Свидетели опыта в страхе разбежались. Мой отец упал. Когда очнулся, никого не было. Модели тоже не было. Подавленный случившимся, отец вернулся домой.
«…Напился я в тот вечер так, как никогда в жизни ни до, ни после не приходилось. В голове крутились цифры, провода и модели. Подумал: не схожу ли с ума? Полез на крышу, сел верхом на нее и сижу. Обдуло меня ветерком, протрезвел. Как не свалился и как ребра не переломал, удивительное чудо.
Подошел к дому фельдшер. Кричит снизу:
– Илья! Брось дурить. Слезай! Я тебе гостинец дам.

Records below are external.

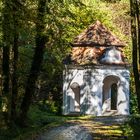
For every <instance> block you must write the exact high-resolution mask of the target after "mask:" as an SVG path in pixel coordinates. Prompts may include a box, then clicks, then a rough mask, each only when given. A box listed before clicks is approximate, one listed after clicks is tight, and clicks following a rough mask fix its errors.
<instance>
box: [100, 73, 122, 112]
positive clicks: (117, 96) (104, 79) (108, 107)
mask: <svg viewBox="0 0 140 140" xmlns="http://www.w3.org/2000/svg"><path fill="white" fill-rule="evenodd" d="M119 81H120V78H119V77H118V76H114V75H110V76H107V77H105V78H104V80H103V93H102V113H103V114H105V115H113V114H110V113H115V112H117V98H118V85H119ZM108 113H109V114H108Z"/></svg>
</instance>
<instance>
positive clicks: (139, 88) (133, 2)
mask: <svg viewBox="0 0 140 140" xmlns="http://www.w3.org/2000/svg"><path fill="white" fill-rule="evenodd" d="M130 8H131V35H132V46H133V51H132V58H133V72H134V79H135V89H136V94H137V101H138V109H139V112H140V86H139V85H140V75H139V69H138V67H139V64H138V57H139V53H138V49H139V44H138V40H139V38H138V34H139V33H138V28H137V26H138V23H137V15H136V8H137V5H136V2H134V1H133V0H130Z"/></svg>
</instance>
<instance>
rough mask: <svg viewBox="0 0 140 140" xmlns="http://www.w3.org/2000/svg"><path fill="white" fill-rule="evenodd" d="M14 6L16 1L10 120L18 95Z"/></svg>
mask: <svg viewBox="0 0 140 140" xmlns="http://www.w3.org/2000/svg"><path fill="white" fill-rule="evenodd" d="M17 8H19V7H17V5H16V0H14V1H13V48H12V49H13V74H12V97H11V120H12V121H13V120H15V119H16V114H17V113H16V103H17V95H18V76H17V66H18V27H19V26H18V18H19V17H18V16H17V13H18V12H19V11H18V9H17Z"/></svg>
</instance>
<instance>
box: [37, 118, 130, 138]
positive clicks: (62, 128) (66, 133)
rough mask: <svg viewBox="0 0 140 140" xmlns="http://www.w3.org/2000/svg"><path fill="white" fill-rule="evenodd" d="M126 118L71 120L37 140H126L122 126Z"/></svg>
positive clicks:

Принес он модель, вручил, сказал:
– Не горюй, Илья. Без труда не выловишь и карася из пруда. А ты экую искрищу выудил из небесного океана. Значит, двигай дальше…» Но отцу не пришлось больше заниматься опытами с моделью. Местному начальству показались подозрительными его занятия. Дьякон написал донос о якобы запойном пьянстве молодого учителя с «лазанием по крышам в безумном виде». Пришлось просить о переводе. Отец уехал из Иван-города за Урал, принимал участие в революционных событиях, служил в Красной Армии, потом устроился в горном лесничестве.

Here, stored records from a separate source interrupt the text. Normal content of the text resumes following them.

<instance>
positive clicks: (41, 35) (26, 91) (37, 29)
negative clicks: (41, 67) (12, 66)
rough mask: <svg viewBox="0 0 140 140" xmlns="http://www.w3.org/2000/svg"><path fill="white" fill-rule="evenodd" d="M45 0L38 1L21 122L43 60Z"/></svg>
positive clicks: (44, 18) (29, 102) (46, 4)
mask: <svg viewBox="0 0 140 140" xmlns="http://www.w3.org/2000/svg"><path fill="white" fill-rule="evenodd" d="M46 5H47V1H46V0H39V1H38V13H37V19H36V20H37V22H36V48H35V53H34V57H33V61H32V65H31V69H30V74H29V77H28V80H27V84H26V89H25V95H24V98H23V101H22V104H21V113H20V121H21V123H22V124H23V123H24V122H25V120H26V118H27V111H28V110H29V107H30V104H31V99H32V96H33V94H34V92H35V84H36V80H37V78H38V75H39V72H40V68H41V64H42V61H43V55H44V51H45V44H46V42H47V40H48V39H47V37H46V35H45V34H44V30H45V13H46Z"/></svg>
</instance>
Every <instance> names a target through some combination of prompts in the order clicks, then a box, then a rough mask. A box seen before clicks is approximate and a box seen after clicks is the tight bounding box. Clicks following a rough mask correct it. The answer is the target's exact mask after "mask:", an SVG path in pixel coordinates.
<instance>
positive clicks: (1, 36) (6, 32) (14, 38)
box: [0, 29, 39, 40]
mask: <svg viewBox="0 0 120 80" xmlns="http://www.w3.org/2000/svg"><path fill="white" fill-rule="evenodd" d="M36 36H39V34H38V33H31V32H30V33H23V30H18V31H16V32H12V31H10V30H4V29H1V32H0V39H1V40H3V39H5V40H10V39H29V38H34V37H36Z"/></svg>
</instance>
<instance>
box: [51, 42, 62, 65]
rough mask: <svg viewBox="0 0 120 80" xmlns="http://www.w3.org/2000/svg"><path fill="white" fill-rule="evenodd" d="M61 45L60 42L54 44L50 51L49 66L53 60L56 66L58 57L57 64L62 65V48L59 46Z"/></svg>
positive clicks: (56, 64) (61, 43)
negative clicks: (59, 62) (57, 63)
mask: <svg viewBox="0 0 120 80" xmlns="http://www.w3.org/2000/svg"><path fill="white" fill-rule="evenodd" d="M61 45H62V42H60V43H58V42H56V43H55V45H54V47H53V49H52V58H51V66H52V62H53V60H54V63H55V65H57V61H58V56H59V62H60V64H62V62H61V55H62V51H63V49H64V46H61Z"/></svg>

«…Женился. Лесничим хорошо быть. Дочь Танюшка растет. Вот бы ее пустить по ученой части, занялась бы изучением того, что мне не удалось изучить в молодости…» В другой тетрадке было что-то вроде дневника. У меня сохранились копии этих страниц.
XII. Пройденный этап
Писал отец так:
«Приехал ко мне в лесничество человек, говорит:
– Еле разыскал вас, дорогой Илья Акимыч. В какую глушь забрались, ай-яй…

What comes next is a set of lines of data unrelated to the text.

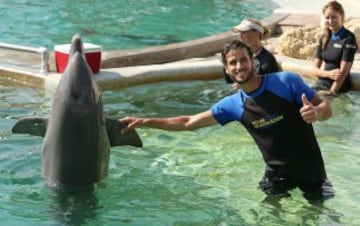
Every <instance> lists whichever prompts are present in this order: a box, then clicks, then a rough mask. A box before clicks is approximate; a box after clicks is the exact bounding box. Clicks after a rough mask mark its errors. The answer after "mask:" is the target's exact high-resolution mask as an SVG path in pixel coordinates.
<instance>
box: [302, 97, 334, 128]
mask: <svg viewBox="0 0 360 226" xmlns="http://www.w3.org/2000/svg"><path fill="white" fill-rule="evenodd" d="M301 100H302V103H303V106H302V107H301V108H300V114H301V117H302V118H303V119H304V121H305V122H307V123H309V124H310V123H313V122H316V121H324V120H326V119H328V118H330V117H331V115H332V109H331V107H330V104H329V103H328V101H327V100H326V99H323V98H321V97H320V96H319V95H317V94H315V96H314V97H313V98H312V100H311V101H309V100H308V99H307V97H306V95H305V94H302V96H301Z"/></svg>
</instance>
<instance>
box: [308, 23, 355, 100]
mask: <svg viewBox="0 0 360 226" xmlns="http://www.w3.org/2000/svg"><path fill="white" fill-rule="evenodd" d="M322 42H323V41H322V38H320V40H319V44H318V46H317V49H316V53H315V57H316V58H318V59H320V60H323V61H324V62H325V67H324V70H327V71H330V70H333V69H336V68H340V64H341V61H347V62H351V63H352V62H353V61H354V56H355V53H356V50H357V43H356V38H355V35H354V34H353V33H352V32H351V31H349V30H347V29H346V28H344V27H343V28H342V29H341V30H340V31H339V32H338V33H336V34H333V35H332V36H331V37H330V39H329V42H328V43H327V45H326V47H325V49H324V50H322V44H323V43H322ZM332 83H333V80H331V79H329V78H318V80H317V81H316V83H315V85H314V86H313V88H314V89H316V90H329V89H330V88H331V85H332ZM350 89H351V81H350V76H349V74H348V75H347V76H346V78H345V80H344V83H343V84H342V86H341V87H340V89H339V90H338V92H342V93H343V92H347V91H349V90H350Z"/></svg>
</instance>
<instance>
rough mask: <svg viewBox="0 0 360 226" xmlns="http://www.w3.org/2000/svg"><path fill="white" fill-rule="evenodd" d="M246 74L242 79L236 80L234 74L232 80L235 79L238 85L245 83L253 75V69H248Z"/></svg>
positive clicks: (243, 83) (233, 79) (253, 74)
mask: <svg viewBox="0 0 360 226" xmlns="http://www.w3.org/2000/svg"><path fill="white" fill-rule="evenodd" d="M247 75H248V76H247V78H246V79H244V80H241V81H238V80H237V79H236V76H233V78H232V80H233V81H235V82H236V83H237V84H239V85H242V84H245V83H247V82H248V81H249V80H250V79H251V78H252V77H254V75H255V71H254V69H251V70H250V71H248V73H247Z"/></svg>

Голос деликатный. Глаза неопределенные. Одет по столичному, при галстуке.
– Чем обязан? – спрашиваю. – Кто вы такие?
– А я, – отвечает, – изучаю историю русских изобретателей-самоучек. Фамилия моя – Дымов. Разыскиваю же я вас по личному вашему интересу…
– В каком смысле понимать? – спрашиваю.
Стоим на крыльце и беседуем. А гость вынимает из портфеля старую газету и показывает:
– Да вот в этаком смысле.
И вижу, в дореволюционной газете написано про меня как змея запустил, как модель построил и как искра распугала всех. И смотрю – подпись учителя иван-городской прогимназии. Вот штука! Никогда не подозревал, что про меня было напечатано. Я уж на свои бредни давно рукой махнул.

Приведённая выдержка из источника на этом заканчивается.